You may be wondering whether HT or ET is appropriate for you. Consulting with your health care provider, who has an understanding of your complete health picture, is best. The FDA currently recommends that HT not be taken to prevent heart disease; and although it is effective for the prevention of osteoporosis, it should be used only by women with a significant risk of fracture who cannot take antiresorptive medication. For other women at risk for osteoporosis, the FDA favors the use of antiresorptive agents and only short-term use of HT around menopause in women with menopausal symptoms or those at risk for fracture (19).
Selective estrogen receptor modulators (SERMs) represent a class of agents that, although similar in structure to estrogen, exert their effects only on target tissues. The most widely studied is raloxifene (brand name, Evista). Its overall effect is more modest than that of bisphosphonates, and its effect on hip fractures has not been marked.

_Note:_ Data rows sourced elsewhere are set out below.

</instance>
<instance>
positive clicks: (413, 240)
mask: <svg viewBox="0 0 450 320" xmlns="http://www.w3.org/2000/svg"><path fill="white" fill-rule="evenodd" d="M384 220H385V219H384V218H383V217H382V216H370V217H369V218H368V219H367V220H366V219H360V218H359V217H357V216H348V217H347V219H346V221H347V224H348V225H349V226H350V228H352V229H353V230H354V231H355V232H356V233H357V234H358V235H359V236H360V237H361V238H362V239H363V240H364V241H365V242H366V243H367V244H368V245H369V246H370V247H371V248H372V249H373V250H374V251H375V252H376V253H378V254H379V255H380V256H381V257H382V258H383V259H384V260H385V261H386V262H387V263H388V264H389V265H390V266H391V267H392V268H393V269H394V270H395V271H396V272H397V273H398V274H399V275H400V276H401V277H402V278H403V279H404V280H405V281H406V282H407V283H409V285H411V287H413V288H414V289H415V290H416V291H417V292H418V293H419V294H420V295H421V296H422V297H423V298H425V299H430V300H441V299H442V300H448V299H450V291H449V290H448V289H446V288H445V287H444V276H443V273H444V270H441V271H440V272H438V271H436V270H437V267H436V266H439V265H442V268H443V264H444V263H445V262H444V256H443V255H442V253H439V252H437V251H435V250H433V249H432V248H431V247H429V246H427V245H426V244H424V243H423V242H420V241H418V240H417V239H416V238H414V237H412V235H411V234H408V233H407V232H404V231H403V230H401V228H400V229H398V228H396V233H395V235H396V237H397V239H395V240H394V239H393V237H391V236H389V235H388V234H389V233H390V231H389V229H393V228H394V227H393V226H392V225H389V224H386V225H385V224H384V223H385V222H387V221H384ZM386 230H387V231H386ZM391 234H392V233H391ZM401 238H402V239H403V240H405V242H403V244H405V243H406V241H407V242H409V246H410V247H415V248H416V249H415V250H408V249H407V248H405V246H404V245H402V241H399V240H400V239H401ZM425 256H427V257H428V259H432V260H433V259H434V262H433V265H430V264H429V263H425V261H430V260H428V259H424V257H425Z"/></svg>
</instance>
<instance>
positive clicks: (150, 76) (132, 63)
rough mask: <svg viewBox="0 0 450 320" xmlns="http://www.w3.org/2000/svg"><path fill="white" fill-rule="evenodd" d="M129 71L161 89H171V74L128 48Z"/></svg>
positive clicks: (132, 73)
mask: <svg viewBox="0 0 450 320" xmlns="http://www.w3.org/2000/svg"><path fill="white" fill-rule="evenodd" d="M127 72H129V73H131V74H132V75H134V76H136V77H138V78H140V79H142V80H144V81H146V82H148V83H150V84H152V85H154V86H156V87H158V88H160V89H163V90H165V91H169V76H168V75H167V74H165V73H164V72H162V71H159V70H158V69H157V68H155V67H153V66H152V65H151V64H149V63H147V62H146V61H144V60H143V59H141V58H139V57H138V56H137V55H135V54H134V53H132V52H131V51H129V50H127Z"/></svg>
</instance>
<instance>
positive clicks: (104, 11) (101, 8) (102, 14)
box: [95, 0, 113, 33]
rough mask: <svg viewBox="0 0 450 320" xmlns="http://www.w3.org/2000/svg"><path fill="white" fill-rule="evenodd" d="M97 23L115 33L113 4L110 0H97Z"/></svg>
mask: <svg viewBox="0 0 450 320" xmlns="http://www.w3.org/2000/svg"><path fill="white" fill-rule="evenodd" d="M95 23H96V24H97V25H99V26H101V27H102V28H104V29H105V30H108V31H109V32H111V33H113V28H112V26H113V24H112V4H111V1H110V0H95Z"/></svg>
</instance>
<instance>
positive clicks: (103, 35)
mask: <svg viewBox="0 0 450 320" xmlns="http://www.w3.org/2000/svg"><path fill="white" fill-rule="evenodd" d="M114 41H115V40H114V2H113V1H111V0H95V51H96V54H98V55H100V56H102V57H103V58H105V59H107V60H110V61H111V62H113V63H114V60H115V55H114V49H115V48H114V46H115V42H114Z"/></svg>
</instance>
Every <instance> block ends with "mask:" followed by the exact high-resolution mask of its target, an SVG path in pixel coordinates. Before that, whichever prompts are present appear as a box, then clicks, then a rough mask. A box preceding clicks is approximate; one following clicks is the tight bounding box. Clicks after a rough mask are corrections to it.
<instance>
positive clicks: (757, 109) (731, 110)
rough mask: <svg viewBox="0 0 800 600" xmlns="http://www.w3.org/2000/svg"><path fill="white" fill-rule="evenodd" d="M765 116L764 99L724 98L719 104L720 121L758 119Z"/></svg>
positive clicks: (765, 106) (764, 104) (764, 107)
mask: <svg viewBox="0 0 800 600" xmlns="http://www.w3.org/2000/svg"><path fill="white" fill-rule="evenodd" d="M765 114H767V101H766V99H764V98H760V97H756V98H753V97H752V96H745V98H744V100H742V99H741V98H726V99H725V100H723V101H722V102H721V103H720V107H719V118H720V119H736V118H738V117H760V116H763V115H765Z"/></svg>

For this reason, it is recommended for women with milder osteoporosis or for those with osteoporosis primarily in the spine.

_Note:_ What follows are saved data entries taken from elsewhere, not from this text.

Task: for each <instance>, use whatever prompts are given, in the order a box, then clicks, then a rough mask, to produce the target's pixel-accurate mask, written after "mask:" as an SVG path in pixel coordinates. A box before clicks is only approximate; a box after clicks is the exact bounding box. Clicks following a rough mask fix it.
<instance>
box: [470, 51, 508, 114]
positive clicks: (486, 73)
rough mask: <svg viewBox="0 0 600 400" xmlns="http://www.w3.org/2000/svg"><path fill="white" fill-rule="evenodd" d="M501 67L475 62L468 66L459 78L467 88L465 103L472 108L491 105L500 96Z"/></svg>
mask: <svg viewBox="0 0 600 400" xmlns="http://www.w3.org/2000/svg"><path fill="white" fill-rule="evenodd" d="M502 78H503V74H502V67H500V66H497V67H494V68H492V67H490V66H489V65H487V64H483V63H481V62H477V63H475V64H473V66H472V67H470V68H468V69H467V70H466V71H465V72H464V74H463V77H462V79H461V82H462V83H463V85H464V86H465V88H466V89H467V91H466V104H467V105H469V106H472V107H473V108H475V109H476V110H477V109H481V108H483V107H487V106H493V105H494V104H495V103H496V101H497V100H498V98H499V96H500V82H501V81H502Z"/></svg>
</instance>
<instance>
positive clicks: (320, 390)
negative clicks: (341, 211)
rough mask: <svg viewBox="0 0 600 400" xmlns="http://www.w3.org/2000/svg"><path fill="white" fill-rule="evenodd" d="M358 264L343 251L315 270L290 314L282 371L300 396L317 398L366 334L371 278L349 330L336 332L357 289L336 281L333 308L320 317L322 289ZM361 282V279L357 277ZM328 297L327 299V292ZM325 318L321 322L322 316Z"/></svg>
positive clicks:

Because each person’s health history is unique, your choice of medication should be made with your health care provider in light of your total health situation. Table 16.6 lists the pros and cons of common osteoporosis medications.

Osteoporosis is a progressive weakening of the skeleton that makes bones more susceptible to a fracture. Osteoporosis is referred to as the silent disease because bone loss is not painful and produces no noticeable symptoms, but a bone density test can easily diagnose osteoporosis and also determine the risk of osteoporosis before it develops. Depending on the diagnosis, medication may be recommended. Many factors contribute to the health of the skeleton, and many of these are under your control, such as diet and physical activity. A bone-healthy diet includes sufficient calcium, vitamin D, and protein from dietary sources, brought up to recommended levels with supplements if necessary. Everyone should engage in bone-healthy exercise, but especially women and men who are concerned about their risk of fracture. Because the bone benefits from exercise are lost when you stop training, your commitment to exercise that targets the bones must be lifelong.